THE SCOOP One of the most anticipated films of the summer, at least from a sci-fi geek’s perspective, Super 8 is a mixture of all things good and bad about Hollywood filmmaking. With a strong team working behind the camera including Steven Spielberg as producer, Super 8 is technically stunning for a US$50 million blockbuster. However, it is the essential matter of plot and character that ruins the film in ways that we do not come to expect from a J.J. Abrams’ film. As evident in Mission: Impossible III (2006) and Star Trek (2009), Abrams can direct an action picture. Unfortunately, he does not seem to write as well as he directs.
In Super 8, the basic premise goes like this: Some school kids including lead protagonist Joe (Joel Courtney) use their Super 8 camera to shoot a zombie short for a local film festival. When shooting outdoors one night in a deserted train stop, a train zooms past before colliding head-on with a vehicle, leaving the kids to scurry for their lives amidst explosions and flying metal in the film’s first and most satisfying action set-piece. The mystery of the train wreck slowly reveals itself to be something more sinister, and it is up to the boys and a girl, Alice (Elle Fanning), to find the answers.
A tribute of sorts to Spielberg’s Close Encounters of the Third Kind (1977), while referencing his other works such as E.T. The Extra Terrestrial (1982), War of the Worlds (2005), and even Raiders of the Lost Ark (1981), Super 8 is like seeing, and I quote Roger Ebert, “a lost early Spielberg classic”. Well, at least for the first hour that is. The setup of the plot is excellent with specific attention going to the production design, which evokes a fairly strong mood associated with 1970s suburbia. The cinematography and editing are praiseworthy too. Like I said earlier, this film is technically flawless.
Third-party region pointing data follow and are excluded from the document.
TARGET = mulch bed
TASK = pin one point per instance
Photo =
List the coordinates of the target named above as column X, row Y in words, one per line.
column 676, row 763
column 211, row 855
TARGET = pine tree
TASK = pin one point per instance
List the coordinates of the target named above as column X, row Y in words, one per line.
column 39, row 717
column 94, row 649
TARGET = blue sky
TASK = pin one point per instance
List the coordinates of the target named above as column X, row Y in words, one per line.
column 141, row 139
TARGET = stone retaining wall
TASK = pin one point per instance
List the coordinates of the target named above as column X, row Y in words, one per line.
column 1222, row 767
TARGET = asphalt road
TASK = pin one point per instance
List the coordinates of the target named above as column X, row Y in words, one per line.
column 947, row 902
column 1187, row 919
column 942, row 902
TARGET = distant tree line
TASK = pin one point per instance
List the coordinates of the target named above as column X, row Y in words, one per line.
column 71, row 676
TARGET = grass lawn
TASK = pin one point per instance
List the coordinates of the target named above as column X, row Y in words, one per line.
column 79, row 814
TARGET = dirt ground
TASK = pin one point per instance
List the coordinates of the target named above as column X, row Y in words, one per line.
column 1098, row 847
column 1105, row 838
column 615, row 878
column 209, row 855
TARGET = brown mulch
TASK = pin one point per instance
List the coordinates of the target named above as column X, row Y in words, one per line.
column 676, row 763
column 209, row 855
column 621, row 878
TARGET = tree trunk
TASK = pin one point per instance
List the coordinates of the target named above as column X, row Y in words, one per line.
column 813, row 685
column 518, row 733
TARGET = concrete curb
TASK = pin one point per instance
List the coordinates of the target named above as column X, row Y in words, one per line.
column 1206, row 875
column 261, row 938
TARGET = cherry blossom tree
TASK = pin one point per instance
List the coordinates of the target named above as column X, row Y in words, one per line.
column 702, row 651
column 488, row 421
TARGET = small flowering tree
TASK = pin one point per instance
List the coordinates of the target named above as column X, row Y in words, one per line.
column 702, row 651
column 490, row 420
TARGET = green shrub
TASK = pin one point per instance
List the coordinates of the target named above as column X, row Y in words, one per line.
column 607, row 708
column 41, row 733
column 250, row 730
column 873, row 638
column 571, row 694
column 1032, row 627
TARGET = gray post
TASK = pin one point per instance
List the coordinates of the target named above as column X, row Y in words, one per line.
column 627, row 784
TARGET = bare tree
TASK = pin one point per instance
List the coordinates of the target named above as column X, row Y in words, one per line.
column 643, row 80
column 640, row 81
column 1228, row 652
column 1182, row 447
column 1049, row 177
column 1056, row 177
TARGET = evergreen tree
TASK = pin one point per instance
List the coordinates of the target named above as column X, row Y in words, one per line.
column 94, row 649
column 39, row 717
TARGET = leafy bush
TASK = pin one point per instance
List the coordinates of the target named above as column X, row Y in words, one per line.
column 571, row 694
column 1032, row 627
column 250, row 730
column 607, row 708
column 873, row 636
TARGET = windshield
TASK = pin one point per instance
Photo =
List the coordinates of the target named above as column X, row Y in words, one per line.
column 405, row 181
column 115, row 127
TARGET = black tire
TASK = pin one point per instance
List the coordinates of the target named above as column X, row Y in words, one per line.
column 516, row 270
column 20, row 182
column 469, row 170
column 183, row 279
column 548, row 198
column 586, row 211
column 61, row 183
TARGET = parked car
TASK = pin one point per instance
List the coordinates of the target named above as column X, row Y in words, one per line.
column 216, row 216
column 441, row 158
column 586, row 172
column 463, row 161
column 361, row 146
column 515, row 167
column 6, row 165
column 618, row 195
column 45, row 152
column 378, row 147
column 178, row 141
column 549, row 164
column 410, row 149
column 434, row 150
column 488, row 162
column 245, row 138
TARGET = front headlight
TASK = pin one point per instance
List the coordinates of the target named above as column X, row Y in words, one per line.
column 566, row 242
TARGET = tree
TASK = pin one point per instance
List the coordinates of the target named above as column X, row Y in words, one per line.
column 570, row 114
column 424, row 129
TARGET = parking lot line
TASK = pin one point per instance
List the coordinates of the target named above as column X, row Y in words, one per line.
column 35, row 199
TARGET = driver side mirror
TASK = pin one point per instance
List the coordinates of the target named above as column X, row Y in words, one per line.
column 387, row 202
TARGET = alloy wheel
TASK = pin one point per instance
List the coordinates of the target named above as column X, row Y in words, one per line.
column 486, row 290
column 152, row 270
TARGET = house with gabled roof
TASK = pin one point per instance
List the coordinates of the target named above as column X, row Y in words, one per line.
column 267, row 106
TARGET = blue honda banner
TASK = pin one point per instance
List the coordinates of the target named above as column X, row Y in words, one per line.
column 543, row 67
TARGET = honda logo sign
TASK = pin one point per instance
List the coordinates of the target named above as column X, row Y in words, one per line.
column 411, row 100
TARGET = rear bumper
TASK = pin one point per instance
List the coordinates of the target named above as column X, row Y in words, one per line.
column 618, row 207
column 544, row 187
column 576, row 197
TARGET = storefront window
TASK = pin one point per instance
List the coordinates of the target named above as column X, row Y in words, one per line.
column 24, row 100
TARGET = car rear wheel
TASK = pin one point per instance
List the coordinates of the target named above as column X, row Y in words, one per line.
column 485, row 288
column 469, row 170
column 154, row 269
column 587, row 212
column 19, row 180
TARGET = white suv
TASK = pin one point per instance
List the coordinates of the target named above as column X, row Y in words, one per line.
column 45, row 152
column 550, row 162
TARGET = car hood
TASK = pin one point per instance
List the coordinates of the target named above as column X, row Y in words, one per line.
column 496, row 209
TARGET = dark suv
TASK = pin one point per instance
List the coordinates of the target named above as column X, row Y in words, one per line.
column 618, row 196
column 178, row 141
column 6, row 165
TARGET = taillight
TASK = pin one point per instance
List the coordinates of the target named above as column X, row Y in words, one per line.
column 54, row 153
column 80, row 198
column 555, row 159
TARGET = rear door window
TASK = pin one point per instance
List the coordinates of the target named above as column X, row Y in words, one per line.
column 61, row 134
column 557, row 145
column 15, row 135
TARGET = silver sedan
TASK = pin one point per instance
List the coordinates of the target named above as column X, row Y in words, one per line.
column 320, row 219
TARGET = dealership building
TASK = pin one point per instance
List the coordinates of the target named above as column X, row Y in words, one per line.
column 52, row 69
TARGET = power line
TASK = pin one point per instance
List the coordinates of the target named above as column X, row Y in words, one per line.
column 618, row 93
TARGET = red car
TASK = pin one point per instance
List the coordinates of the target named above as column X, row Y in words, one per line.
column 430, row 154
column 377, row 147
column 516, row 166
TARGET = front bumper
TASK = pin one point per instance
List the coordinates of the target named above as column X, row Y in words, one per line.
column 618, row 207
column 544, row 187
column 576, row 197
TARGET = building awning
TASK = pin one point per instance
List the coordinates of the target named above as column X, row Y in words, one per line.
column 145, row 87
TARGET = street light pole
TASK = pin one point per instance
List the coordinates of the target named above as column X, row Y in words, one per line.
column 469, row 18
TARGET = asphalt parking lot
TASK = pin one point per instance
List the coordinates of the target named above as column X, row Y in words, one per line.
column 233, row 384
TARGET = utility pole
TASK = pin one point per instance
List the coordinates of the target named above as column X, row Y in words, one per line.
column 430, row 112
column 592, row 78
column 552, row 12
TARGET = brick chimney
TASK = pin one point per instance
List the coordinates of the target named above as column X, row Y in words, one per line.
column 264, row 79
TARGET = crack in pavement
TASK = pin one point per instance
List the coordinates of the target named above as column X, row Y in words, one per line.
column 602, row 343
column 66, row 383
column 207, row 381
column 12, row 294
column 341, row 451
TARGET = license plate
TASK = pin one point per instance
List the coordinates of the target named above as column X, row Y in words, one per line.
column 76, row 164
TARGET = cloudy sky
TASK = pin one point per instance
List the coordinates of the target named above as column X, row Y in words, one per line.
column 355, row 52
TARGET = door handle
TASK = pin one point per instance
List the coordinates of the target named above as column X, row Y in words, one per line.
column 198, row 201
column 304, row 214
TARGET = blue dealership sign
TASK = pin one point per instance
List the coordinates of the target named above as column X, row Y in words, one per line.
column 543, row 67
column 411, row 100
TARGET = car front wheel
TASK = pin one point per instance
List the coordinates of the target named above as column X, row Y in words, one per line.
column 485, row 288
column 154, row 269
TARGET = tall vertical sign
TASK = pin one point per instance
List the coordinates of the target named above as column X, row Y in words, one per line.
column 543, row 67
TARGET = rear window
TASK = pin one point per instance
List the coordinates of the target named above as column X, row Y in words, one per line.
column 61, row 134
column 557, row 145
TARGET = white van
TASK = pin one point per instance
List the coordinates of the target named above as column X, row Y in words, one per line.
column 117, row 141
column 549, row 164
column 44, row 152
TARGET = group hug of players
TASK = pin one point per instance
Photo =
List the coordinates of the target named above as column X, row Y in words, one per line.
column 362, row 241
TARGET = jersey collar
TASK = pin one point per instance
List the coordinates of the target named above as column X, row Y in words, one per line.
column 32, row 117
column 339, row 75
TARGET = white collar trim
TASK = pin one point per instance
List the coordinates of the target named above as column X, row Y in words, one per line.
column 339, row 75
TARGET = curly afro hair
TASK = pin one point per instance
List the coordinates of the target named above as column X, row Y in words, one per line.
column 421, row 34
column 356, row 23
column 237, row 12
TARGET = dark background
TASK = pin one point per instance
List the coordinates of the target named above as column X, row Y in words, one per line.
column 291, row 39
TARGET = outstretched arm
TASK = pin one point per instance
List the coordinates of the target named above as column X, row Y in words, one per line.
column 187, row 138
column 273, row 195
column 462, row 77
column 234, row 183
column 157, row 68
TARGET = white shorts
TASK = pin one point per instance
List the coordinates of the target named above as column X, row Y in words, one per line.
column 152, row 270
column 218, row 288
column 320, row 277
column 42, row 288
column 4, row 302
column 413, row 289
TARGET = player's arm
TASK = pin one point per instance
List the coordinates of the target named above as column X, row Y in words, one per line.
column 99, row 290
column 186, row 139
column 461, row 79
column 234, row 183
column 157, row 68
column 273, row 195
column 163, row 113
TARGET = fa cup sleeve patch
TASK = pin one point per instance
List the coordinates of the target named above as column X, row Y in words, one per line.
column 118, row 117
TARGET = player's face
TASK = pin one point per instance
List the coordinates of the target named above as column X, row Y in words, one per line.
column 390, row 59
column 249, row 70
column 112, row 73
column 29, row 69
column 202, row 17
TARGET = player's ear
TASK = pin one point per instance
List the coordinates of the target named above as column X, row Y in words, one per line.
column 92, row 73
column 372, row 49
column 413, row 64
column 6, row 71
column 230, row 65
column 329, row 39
But the problem with Abrams’ film lies past the halfway mark. Plot becomes unrealistic as situations unfold not with logic but with convenience. A plot device involving a vibrating cube is not explained thoroughly. Worse, Joe and Alice’s fathers are not developed well enough such that the respective father-child relationships appear to be less emotionally potent than expected. While sometimes Spielberg is accused of overindulging in sentimentality, at least his films are realistically depicted and his characters strongly motivated. For Abrams, the characters in Super 8 may be far from paper-thin, but there are flaws in the way they react to change.